Today I stumbled over an apparently interesting tweet by @aendu:

The link in the tweet points to another tweet:

And, as you may have guessed, this link points to yet another tweet. After about
20 levels deep I stopped clicking on the links and wrote a Python script instead:

# -*- coding: utf-8 -*-
"""
Tracing the twitter chain, down the rabbit hole.

Dependencies:

  - requests
  - beautifulsoup4

"""
from __future__ import print_function, division, absolute_import, unicode_literals

import re
from datetime import datetime

import requests
from bs4 import BeautifulSoup


START_URL = 'https://twitter.com/aendu/status/433586683615784960'


def inception(url):
    # Request tweet page
    r = requests.get(url)
    if r.status_code == 404:
        print('TWEET DELETED, CHAIN BROKEN :(')
        return
    soup = BeautifulSoup(r.text)
    tweet = soup.select('div.tweet.permalink-tweet')[0]

    # Parse out & print tweet info
    text = tweet.find('p', class_='tweet-text').text
    user = tweet.get('data-screen-name')
    timestamp = tweet.find('span', class_='js-relative-timestamp').get('data-time')
    dt = datetime.fromtimestamp(int(timestamp))
    print('{0} @{1}: {2}'.format(dt.isoformat().replace('T', ' '), user, text))
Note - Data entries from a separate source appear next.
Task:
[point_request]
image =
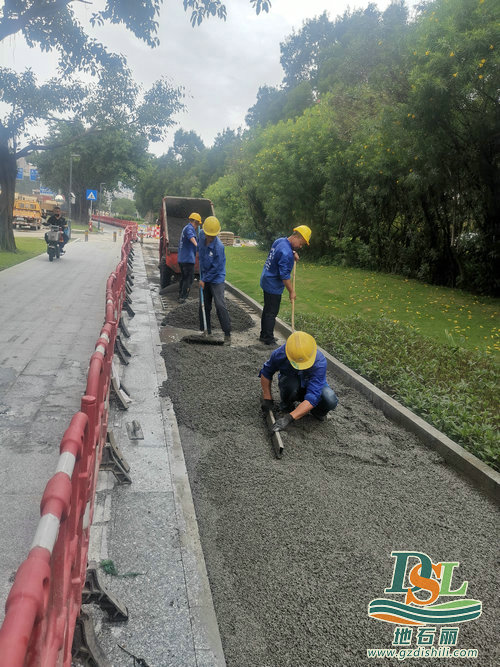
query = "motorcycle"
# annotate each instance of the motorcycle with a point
(55, 239)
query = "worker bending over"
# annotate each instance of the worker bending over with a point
(276, 276)
(302, 378)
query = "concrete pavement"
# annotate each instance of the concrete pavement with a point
(150, 527)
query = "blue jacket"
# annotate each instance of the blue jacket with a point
(212, 261)
(313, 379)
(278, 266)
(187, 250)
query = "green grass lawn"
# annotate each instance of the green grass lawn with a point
(445, 315)
(26, 249)
(434, 349)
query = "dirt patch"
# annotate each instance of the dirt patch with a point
(295, 549)
(185, 316)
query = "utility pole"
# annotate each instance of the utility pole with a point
(72, 155)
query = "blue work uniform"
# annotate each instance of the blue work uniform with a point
(278, 266)
(307, 385)
(212, 259)
(187, 250)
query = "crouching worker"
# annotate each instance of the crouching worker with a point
(302, 378)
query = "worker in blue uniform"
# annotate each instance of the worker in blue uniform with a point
(186, 255)
(276, 276)
(212, 259)
(302, 378)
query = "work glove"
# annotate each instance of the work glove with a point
(283, 422)
(267, 404)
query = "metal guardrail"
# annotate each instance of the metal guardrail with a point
(46, 596)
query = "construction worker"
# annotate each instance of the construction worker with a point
(302, 378)
(276, 276)
(186, 255)
(212, 258)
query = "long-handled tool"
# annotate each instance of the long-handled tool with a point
(275, 436)
(204, 338)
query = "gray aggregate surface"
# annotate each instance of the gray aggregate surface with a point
(297, 548)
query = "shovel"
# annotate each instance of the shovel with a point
(204, 338)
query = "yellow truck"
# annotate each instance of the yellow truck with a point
(27, 212)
    # And we need to go deeper!
    links = tweet.find('p', class_='tweet-text').find_all('a')
    for link in links:
        url = link.get('data-expanded-url')
        if not url:
            continue
        if re.match(r'^https?:/{2}(www.)?twitter.*status.*$', url):
            return url


if __name__ == '__main__':
    url = START_URL
    while url:
        url = inception(url)

The code is on Gist, feel free to
fork it! Here’s the result: https://gist.github.com/dbrgn/8956214

The first thing you’ll notice is that the chain is broken after 57 tweets,
because @charlescwcooke deleted his
tweet in the chain. Too bad.

There are also some other things we can see from this data, for example the
time distribution
:

Time distribution scatter plot

You can clearly see that the tweets were sent in “bursts” throughout the day.

Unfortunately, following down one branch of the chain is not too interesting. A
much more interesting analysis would be to see how many branches there are, and
which one is the longest. This could be done by two ways: If you’re very rich
you can buy access to the Twitter Firehose in order to analyze all the tweets
sent in a few days. The other possibility is to do some kind of backtracking. I
didn’t use the Twitter API because I was too lazy to register a new app, and
resorted to HTML scraping instead. But by using the API, one could first follow
the chain down to the last working tweet, and then use the search API to find
tweets

containing an URL to that tweet. By doing that, you could build a dataset
containing all branches, and start to analyze them.

But I leave that to somebody else 🙂